9 Ekim 2010 Cumartesi

Mü - cevher

Aklın kocamandı
..ben çok küçüktüm

Göğüslerin kocamandı
..dünya çok küçüktü

Yüreğin kocamandı
..ben çok büyüdüm

Ondine


Gecenin içinde yalpalayarak süzülen eril gemileri kayalıklarda parçalayıp yutmak için göz kırpıyorum

Sen diplerdeki midyelerimi dişlerinle açıp incilerin suyunu tadabil diye

Rüzgarın zırhıyla kaplı zarları senin için yuvarlıyorum

Tamamlanabil diye..

Nefes

Beynimdeki karıncaların paydos zilini çaldığı

Kaygı imparatorluğunun kahverengi bayrağıyla sümüklü burnunu silip kendini feshettiği

Gözlerimdeki akıncıların ıslak çoraplarını çıkarıp ,ayaklarını sobaya karşı uzatarak iç geçirdiği an

Uykuya dalmadan önce yüzümü,küçük yüzüne yastık yaptığın zaman

3 Ekim 2010 Pazar

Sssshhh !!

Ş...
Türkçe'nin haylaz rakkasesi..Ablası S nin aksine ıslak ve yaramaz ergen kız..
Kuyruklu yalanların coğrafyasındaki kuyruklu yılan..

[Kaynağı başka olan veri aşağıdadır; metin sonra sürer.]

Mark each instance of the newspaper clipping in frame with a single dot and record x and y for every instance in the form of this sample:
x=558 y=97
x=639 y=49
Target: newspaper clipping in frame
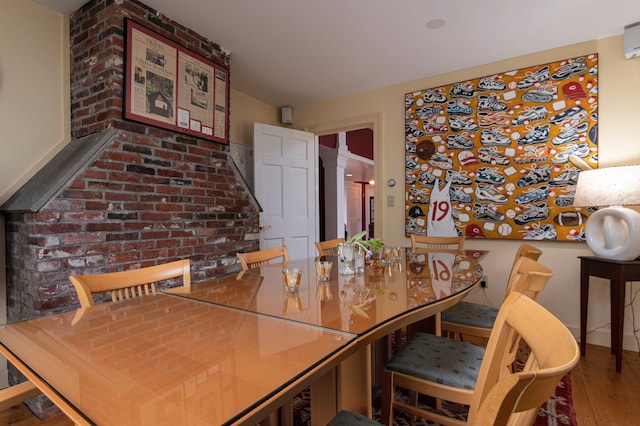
x=154 y=78
x=195 y=103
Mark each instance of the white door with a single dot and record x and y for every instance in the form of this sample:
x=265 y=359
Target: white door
x=285 y=184
x=354 y=209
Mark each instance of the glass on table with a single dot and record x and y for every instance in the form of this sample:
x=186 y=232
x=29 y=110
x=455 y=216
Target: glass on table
x=291 y=278
x=398 y=252
x=323 y=270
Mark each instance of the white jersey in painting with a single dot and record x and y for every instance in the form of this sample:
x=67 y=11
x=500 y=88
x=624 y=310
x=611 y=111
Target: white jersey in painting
x=440 y=220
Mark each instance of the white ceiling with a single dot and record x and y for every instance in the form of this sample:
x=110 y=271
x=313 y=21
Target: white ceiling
x=297 y=52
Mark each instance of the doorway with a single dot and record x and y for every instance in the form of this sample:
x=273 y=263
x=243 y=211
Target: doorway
x=347 y=183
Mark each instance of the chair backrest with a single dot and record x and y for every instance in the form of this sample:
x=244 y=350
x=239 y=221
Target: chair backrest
x=529 y=277
x=514 y=399
x=259 y=258
x=129 y=284
x=524 y=250
x=425 y=241
x=328 y=247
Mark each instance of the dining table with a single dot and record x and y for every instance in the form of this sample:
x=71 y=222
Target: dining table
x=233 y=349
x=372 y=303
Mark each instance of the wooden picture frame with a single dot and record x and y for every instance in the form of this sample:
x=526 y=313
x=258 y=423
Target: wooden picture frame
x=174 y=88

Ve başına hakim bir Şahin gibi konduğu sözcükler :

Şiir :
Sanatların en melankoliği- ki Kierkegaard'ın dediği gibi : Melankoli,hayata karşı takınılan estetik tutumun simgesidir.

Şefkat :
Erdemlerin en beklentisizi...

Şarkı :
Dokunmadan aşk..

Şükretmek :
İlerlemenin tek yolu bulunduğun noktayı severek terketmektir

Şans :
Audaces fortuna juvat (Şans cesuru sever) - Virgilius

Şölen:
Çatlak filozoflar sofrası

Şarap :
"In vino veritas" ama ona muhtaç olmadan "gerçek" olabilirsen şarabın efendisi olursun ancak

Şafak :
Kızıl ,buğulu ve ürpertici başlangıçlar

Şeytan :
Hep,yeniden ve sürekli kovulmayı göze alan umursamaz isyankar

ve en güzeli ,en sevdiğim, en gerçek olan..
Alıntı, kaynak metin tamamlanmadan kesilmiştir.